There’s Always Hope
Hello Reader Friends,
How is your new year coming along? I hope it is going wonderful! I would say “we won’t talk about mine,” but that’s part of the reason for this blog post. Most of my family and a couple friends started the new year off with the dirty “c” word… you know, the word that you can’t escape from, that everyone seems to be talking about? Yeah… Covid.
Covid was not in my new year plans when I pictured 2022, especially not right off the bat. I mean, come on! I have been looking forward to 2022 for weeks now. I am always a sucker for a new beginning even if the last season was wonderful, I am always looking for the next beautiful season to come. Unless life is rough, I enjoy them all!
As of right now, most everyone has fully recovered and there are just a few people left to get rid of all the symptoms. I am thanking God for His grace and healing through this whole fiasco. I am also thankful I never lost my taste or smell like a few of the others.
So, even though the nasty “c” word made its appearance, that doesn’t mean the whole year is ruined. No way! We are 10 days into this amazing new year and the other 355 days are going to be fabulous! You see, I can believe this way because I have this hope inside of me that’s alive. I have been through rough times in the past and have held on for dear life as it felt like everything around me was falling apart. In those moments that seemed to feel like they would never end- they did. They came to an end. There may be some bruises and scars left from its wake, but I am still standing, still breathing and there’s hope flowing through me.
This morning, I opened my Bible to Romans 15:13. This scripture has been one I have been focusing on lately. When I first decided to ponder on this verse a few weeks ago, it was due to wanting my joy to be overflowing.

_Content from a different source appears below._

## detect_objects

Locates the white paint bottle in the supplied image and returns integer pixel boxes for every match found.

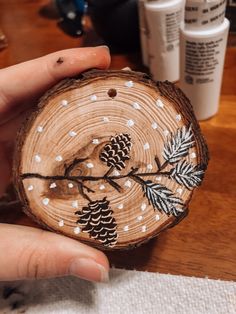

Little did I know at the time, my focus would turn to another part of the scripture very quickly.
I know this blog post refers to hope and that’s probably what you thought I had turned my thoughts to, but actually, it was the part that says “as you trust in Him.” This last week, my focus has been on trusting God. It hasn’t been seeking joy, peace, or hope. I have been seeking God. He is the provider of the joy, peace, and hope that I so desperately need. “Trusting” means we are putting our confidence in God, who is well able to take care of us (plus He really wants to).

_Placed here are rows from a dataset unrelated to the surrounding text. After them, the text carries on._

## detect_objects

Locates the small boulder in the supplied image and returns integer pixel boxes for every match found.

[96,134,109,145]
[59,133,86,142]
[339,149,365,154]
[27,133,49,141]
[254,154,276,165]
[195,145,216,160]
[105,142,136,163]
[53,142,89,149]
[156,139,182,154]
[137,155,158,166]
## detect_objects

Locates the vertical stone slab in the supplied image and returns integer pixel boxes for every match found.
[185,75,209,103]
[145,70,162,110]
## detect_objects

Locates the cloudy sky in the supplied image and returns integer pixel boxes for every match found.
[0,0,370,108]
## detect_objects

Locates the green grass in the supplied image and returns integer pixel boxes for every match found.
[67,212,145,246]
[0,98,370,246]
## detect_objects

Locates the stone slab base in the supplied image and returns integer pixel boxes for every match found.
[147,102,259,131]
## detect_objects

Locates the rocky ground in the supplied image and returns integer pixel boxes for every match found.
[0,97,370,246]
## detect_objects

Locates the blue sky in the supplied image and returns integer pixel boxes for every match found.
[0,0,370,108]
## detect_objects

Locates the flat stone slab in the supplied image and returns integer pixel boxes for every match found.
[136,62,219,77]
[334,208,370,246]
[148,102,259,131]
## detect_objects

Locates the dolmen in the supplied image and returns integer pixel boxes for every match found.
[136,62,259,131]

If you would ask me on any given day if I trusted God, I would throw out an “of course” and continue on with life. But there are moments that come along, like the one my family and I have currently been in, that make me stop and question… am I trusting God?
When I pray and I don’t see the results I’m expecting… do I still trust God?

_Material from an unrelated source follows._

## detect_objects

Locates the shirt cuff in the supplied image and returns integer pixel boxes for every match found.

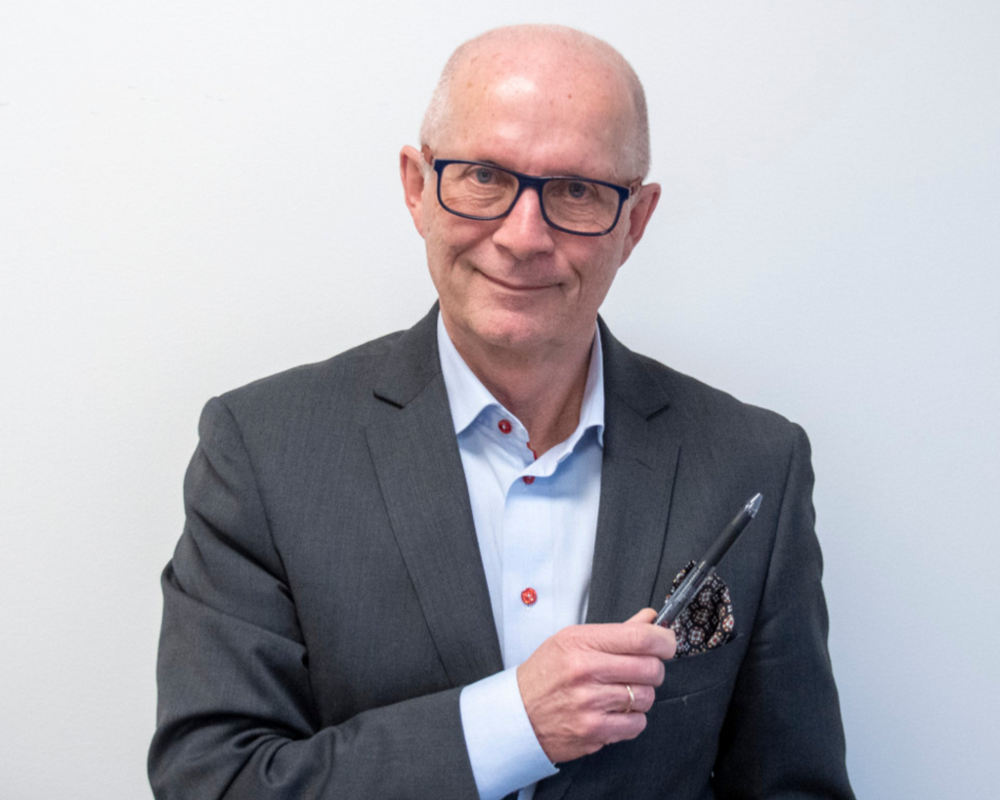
[459,667,559,800]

When everything turns south when I was heading north… do I still trust God?
I have thought a lot about what it looks like to trust God. And I have realized the only way a person can even remotely begin to trust Him, is to have an understanding of who He is and how much He loves you. When you realize how cherished you are by your Heavenly Father, then you can answer whole-heartedly… YES! Yes, I trust God.
Then that joy, peace and hope floods in like a mighty river and takes out all doubt and fear. This is how life can be for you. If you have made Jesus your Savior, His life flows inside of you. With that life is HOPE. You can have hope that everything is going to be okay, because your trust is in the One who holds your tomorrow.